There are a multitude of sites with election information, including
www.Vote.org,
www.Vote.gov,
https://www.nass.org/can-I-vote,
https://www.eac.gov/voters/register-and-vote-in-your-state,
https://www.vote411.org/, and
https://www.rockthevote.org/how-to-vote/florida/.
Most newspapers and TV stations/networks have voting information on their websites. Even late-night host Stephen Colbert is getting into the act by hosting a humorous video each night about the voting rules and practices of each of the 50 states. Here is his voting “tutorial” for Wisconsinites: https://youtu.be/y9wt0WgsfX0.
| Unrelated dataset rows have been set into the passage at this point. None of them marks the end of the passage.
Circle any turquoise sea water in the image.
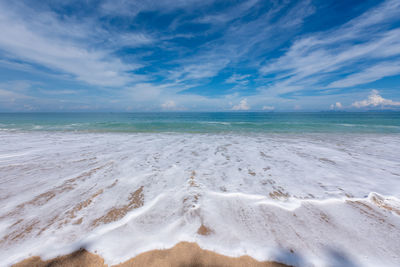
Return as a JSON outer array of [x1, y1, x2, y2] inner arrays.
[[0, 112, 400, 133]]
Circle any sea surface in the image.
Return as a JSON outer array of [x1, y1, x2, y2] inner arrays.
[[0, 112, 400, 133], [0, 112, 400, 267]]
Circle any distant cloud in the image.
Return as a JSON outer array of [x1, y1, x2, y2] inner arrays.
[[232, 98, 250, 110], [331, 102, 343, 109], [352, 90, 400, 108], [225, 74, 250, 85], [161, 100, 176, 110], [260, 0, 400, 95], [262, 106, 275, 111]]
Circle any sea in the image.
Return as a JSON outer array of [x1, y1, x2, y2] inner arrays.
[[0, 112, 400, 267], [0, 112, 400, 133]]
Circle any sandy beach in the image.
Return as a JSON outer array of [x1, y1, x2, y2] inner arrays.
[[13, 242, 288, 267], [0, 132, 400, 267]]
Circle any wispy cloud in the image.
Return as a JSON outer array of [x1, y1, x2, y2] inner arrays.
[[232, 98, 250, 110], [260, 0, 400, 94], [352, 90, 400, 108], [0, 3, 145, 86]]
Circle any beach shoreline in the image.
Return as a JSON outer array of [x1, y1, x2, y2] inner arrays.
[[12, 242, 289, 267]]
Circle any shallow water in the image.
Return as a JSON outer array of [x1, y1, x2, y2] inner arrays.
[[0, 112, 400, 133]]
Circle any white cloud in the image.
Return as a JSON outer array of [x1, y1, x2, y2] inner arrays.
[[260, 0, 400, 94], [161, 100, 176, 110], [0, 3, 144, 86], [352, 90, 400, 108], [225, 74, 250, 84], [232, 98, 250, 110], [262, 106, 275, 111], [328, 61, 400, 88], [331, 102, 343, 109]]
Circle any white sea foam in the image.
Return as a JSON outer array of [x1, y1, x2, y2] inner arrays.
[[0, 132, 400, 266]]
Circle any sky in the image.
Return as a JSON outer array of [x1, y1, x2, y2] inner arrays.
[[0, 0, 400, 112]]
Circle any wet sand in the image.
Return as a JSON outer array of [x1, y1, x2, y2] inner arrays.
[[13, 242, 288, 267]]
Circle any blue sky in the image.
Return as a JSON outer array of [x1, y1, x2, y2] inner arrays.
[[0, 0, 400, 111]]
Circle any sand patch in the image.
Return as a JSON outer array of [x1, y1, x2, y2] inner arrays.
[[92, 186, 144, 226], [369, 193, 400, 216], [197, 224, 214, 235], [13, 242, 288, 267]]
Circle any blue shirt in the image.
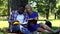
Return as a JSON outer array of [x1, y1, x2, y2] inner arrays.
[[28, 12, 38, 18], [28, 12, 40, 32]]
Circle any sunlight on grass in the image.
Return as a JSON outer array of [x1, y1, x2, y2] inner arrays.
[[0, 20, 60, 28]]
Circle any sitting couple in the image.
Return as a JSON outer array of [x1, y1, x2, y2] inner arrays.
[[9, 5, 59, 34]]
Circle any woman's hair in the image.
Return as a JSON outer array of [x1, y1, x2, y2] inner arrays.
[[18, 7, 24, 14]]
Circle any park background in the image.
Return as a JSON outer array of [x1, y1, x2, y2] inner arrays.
[[0, 0, 60, 33]]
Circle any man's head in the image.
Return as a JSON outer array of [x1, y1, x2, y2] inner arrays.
[[25, 4, 32, 13], [18, 7, 24, 14]]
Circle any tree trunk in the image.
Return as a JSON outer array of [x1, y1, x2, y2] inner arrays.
[[55, 13, 56, 19]]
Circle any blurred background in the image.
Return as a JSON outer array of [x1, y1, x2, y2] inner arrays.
[[0, 0, 60, 33]]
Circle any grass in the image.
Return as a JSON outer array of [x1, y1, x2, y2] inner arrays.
[[0, 20, 60, 34]]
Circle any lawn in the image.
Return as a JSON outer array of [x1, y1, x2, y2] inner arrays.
[[0, 20, 60, 33]]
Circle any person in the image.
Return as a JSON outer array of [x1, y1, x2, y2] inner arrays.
[[9, 7, 30, 34], [25, 4, 60, 33]]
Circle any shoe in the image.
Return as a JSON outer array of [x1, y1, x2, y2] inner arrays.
[[53, 29, 60, 33]]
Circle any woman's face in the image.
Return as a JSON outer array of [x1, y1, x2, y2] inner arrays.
[[25, 6, 31, 13]]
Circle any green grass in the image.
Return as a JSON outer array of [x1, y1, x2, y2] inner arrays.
[[0, 20, 60, 33]]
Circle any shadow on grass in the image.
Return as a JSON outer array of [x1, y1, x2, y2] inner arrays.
[[0, 26, 59, 34]]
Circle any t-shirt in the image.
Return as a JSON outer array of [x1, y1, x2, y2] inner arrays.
[[28, 12, 40, 32], [16, 14, 24, 23]]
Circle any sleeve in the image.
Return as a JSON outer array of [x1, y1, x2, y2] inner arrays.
[[8, 11, 14, 23], [34, 12, 38, 18]]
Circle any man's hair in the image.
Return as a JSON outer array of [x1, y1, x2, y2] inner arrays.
[[25, 4, 32, 10]]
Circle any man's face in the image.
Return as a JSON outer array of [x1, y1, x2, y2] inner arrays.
[[25, 7, 31, 13]]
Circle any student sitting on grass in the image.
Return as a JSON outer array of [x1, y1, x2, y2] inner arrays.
[[25, 5, 60, 33]]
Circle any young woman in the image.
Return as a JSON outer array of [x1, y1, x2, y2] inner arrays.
[[25, 5, 58, 33]]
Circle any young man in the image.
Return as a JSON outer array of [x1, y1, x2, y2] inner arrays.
[[9, 7, 30, 34], [25, 5, 60, 33]]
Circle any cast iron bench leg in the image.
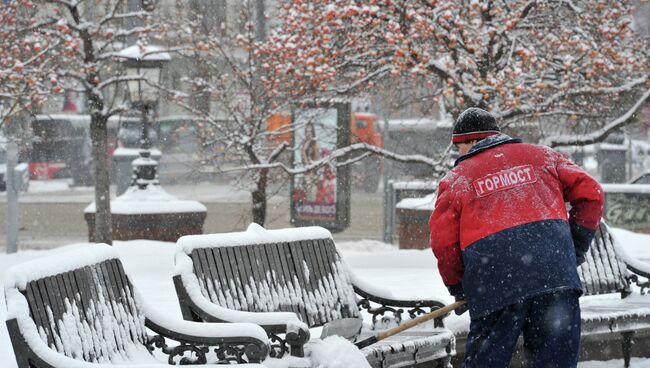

By Anthony Berger – Wikimedia
Many people have commented on the rights, responsibilities, and foibles of voting, including Abraham Lincoln, who said, “Elections belong to the people. It’s their decision. If they decide to turn their back on the fire and burn their behinds, then they will just have to sit on their blisters.”
Voting is our right and responsibility. Some might argue that in a democracy, voting is our sacred duty, although others might caution we’re living in a democracy, not a theocracy.
This fall, we need to drop our ballots in the mail or in the secure drop box and then track our ballot’s progress on the Supervisor of Elections’ website. If voting by mail seems too risky, we can don our masks and submit to the hazards of voting in-person. Voting at one of the Early Voting sites might mean encountering fewer people.
United State Senate – the Office of Chris Murphy
If our plans fall through, if our mail-in ballot doesn’t appear to have been received by the Supervisor of Elections, or if voting on Election Day is a tradition we just don’t want to give up, then we need to put on our masks, consider ourselves warriors going into battle for our country, and get into and out of our polling places as expeditiously as we can.
We just can’t vote more than once. The penalty for voting twice or more in a federal election is a fine of not more than $10,000, prison time of not more than five years, or both.
So, onward, voters. Let’s do what we can to demonstrate we are a government of the people, by the people, and for the people – we are the majority of the people – and our voices will be heard and counted this time.